Manhattan Institute's Winship: Income Inequality Is Actually Shrinking

Friday, 27 Feb 2015 06:00 AM

By Dan Weil





You've surely been reading a lot about the growth of income inequality in recent months. But not so fast, says Scott Winship, a fellow at the Manhattan Institute for Policy Research.

"The top 1 percent is obviously not hurting by anyone’s standards, but it remains the case that income inequality is lower and the rich are poorer than at the start of the recession," he writes in The Fiscal Times

The Great Recession lasted from December 2007 until June 2009. 

Estimates from economists Emmanuel Saez and Gabriel Zucman show that the wealth of the top 1 percent fell 3.5 percent from 2007 to 2012, Winship reports. 

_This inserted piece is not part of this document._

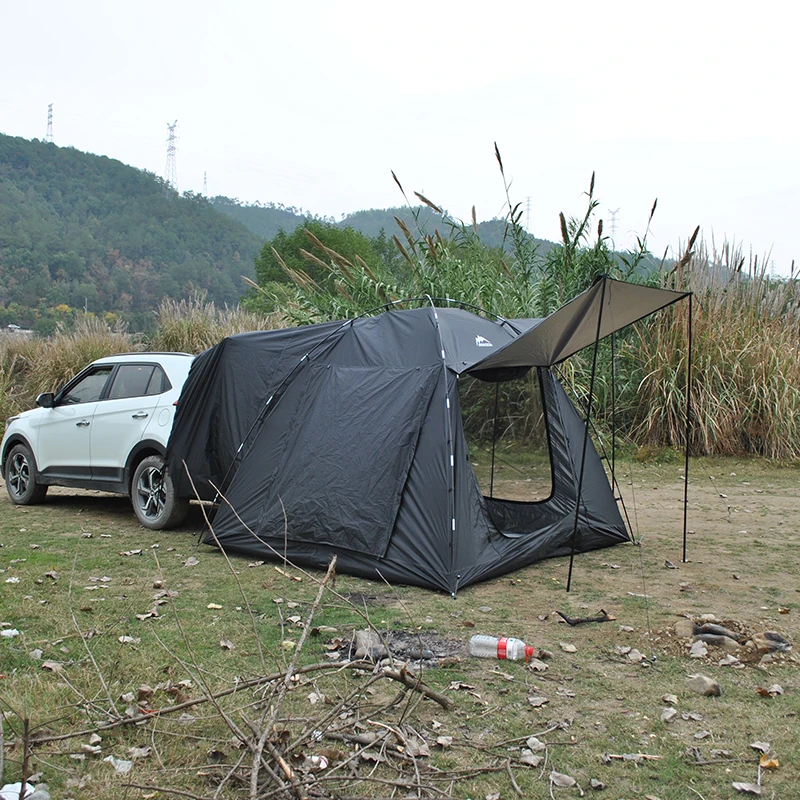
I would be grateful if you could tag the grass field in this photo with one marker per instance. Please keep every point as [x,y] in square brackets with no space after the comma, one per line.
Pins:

"Incomes at the top had clearly not recovered by 2013, while the wealth of the top probably had not by 2012. Strong claims beyond these conclusions are unwarranted." 

Income measures how much money you have coming in, while wealth measures how much you are worth. 

Many financial commentators posit that that income inequality is the main factor holding down the middle class. But that's not the case, says Washington Post columnist Robert Samuelson

"We have this not from some right-wing think tank but from President Obama's top economists," he writes. "The bigger culprit, they show, is the slow growth of productivity — that messy process by which the economy improves efficiency and living standards. Greater inequality is a distant second in assaulting middle-class incomes." 

Productivity, which measures output per hour worked, fell 1.8 percent annualized in the fourth quarter. 

A report from the White House Council of Economic Advisers assumed productivity sustained its rapid growth rate of the 1950s and 1960s, that income inequality didn't rise and that labor-force participation didn't fall. 

The scenario produced middle class income of $100,000 after inflation, double its actual level. 

Faster productivity growth accounts for about $30,000 of the difference, less income inequality only $9,000 and higher labor-force participation $3,000. Synergy among the three trends makes up the remaining $8,000.